Some dogs bark when they are frustrated. It might happen during a training session when he can’t figure out what his trainer wants him to do. It might be because he doesn’t have access to playmates. Or maybe it’s because he is confined behind a gate or in a crate and he’d like to be out where the action is.
Sometimes when dogs get excited, they start barking and it can be difficult for them to calm themselves down enough to stop. Often times these are dogs that are easily over-stimulated or excited by novel things, things that move, greeting people, and playing with other dogs. These are usually the dogs that also bark for the sheer enjoyment of doing it. It’s fun to make noise!

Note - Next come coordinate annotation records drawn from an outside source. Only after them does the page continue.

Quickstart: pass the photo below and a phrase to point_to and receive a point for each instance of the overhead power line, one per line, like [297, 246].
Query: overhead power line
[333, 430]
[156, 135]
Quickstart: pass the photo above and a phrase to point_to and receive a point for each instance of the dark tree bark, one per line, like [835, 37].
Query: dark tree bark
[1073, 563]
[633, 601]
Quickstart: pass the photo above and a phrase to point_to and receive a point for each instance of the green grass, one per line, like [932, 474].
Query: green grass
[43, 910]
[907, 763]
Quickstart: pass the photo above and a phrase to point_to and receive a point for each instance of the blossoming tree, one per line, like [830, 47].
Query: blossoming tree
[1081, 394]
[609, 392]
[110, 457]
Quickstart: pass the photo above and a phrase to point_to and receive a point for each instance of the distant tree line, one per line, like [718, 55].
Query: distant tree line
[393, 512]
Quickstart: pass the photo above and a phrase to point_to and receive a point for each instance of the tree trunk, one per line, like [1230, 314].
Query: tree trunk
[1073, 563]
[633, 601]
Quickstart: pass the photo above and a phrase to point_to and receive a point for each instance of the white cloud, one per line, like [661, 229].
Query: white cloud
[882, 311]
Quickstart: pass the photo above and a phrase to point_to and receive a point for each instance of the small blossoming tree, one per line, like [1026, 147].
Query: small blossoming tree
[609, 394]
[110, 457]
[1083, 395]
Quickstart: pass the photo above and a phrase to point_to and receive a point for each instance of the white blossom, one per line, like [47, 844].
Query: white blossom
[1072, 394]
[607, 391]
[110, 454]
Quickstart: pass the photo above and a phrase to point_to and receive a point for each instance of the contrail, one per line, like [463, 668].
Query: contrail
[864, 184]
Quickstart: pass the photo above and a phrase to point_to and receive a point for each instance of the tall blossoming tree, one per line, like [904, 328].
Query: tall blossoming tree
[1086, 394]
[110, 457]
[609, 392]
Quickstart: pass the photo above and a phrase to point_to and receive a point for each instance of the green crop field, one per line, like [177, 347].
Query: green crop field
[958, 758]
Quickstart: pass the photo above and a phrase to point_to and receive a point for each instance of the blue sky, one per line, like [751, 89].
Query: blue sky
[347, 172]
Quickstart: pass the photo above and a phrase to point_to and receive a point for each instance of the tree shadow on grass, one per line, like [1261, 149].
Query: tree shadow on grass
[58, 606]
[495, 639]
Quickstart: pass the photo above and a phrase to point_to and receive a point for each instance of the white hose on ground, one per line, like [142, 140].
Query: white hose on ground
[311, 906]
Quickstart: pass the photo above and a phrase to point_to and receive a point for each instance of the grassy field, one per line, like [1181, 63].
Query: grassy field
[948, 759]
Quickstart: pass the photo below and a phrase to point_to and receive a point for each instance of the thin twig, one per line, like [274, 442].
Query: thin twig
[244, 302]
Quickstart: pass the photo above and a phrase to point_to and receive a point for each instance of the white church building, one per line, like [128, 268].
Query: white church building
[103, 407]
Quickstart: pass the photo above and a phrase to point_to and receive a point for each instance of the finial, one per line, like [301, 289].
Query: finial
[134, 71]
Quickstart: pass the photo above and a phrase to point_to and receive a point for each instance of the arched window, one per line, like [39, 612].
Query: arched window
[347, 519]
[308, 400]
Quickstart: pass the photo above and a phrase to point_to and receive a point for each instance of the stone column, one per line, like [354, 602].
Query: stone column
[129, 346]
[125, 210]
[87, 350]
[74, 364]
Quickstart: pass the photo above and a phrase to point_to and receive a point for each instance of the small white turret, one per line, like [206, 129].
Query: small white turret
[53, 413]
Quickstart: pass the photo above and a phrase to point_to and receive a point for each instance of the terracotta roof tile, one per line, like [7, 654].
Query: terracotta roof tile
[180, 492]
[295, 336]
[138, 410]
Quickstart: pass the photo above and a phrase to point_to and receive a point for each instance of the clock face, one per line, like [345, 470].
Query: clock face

Some dogs learn that barking gets them attention, food, toys, or anything else that they want. For them, any attention is good attention. Furthermore, if your dog continues to bark for attention or to demand that you give him something, chances are that he’s eventually being rewarded for doing so. Be careful about how and when you deliver rewards to him if you want the barking to stop!
Illness or Injury
Sometimes dogs bark more when they are in pain or not feeling well. If you notice a sudden change in your dog’s behaviour, it might be a good idea to get him checked out by the vet to make sure that there are no underlying medical conditions that need to be addressed.
A dog who has separation anxiety feels extreme distress when their human is gone and/or when they are alone. Separation anxiety can vary widely in its intensity and it can also manifest in many forms including: heavy panting, drooling, accidents in the house, trying to escape from confinement, scratching/digging at doors or windows, and excessive barking. If you are concerned that your dog may have separation anxiety, contact a professional dog trainer that specialises in behaviour modification and positive reinforcement right away.
Each type of barking serves a distinct function for a dog, and if he’s repeatedly rewarded for his barking—in other words, if it gets him what he wants—he can learn to use barking to his benefit. When you start working on a training plan to address excessive barking, keep in mind that it will take some time to teach your dog to bark less. It’s not realistic to expect a quick fix or to expect that your dog will stop barking altogether.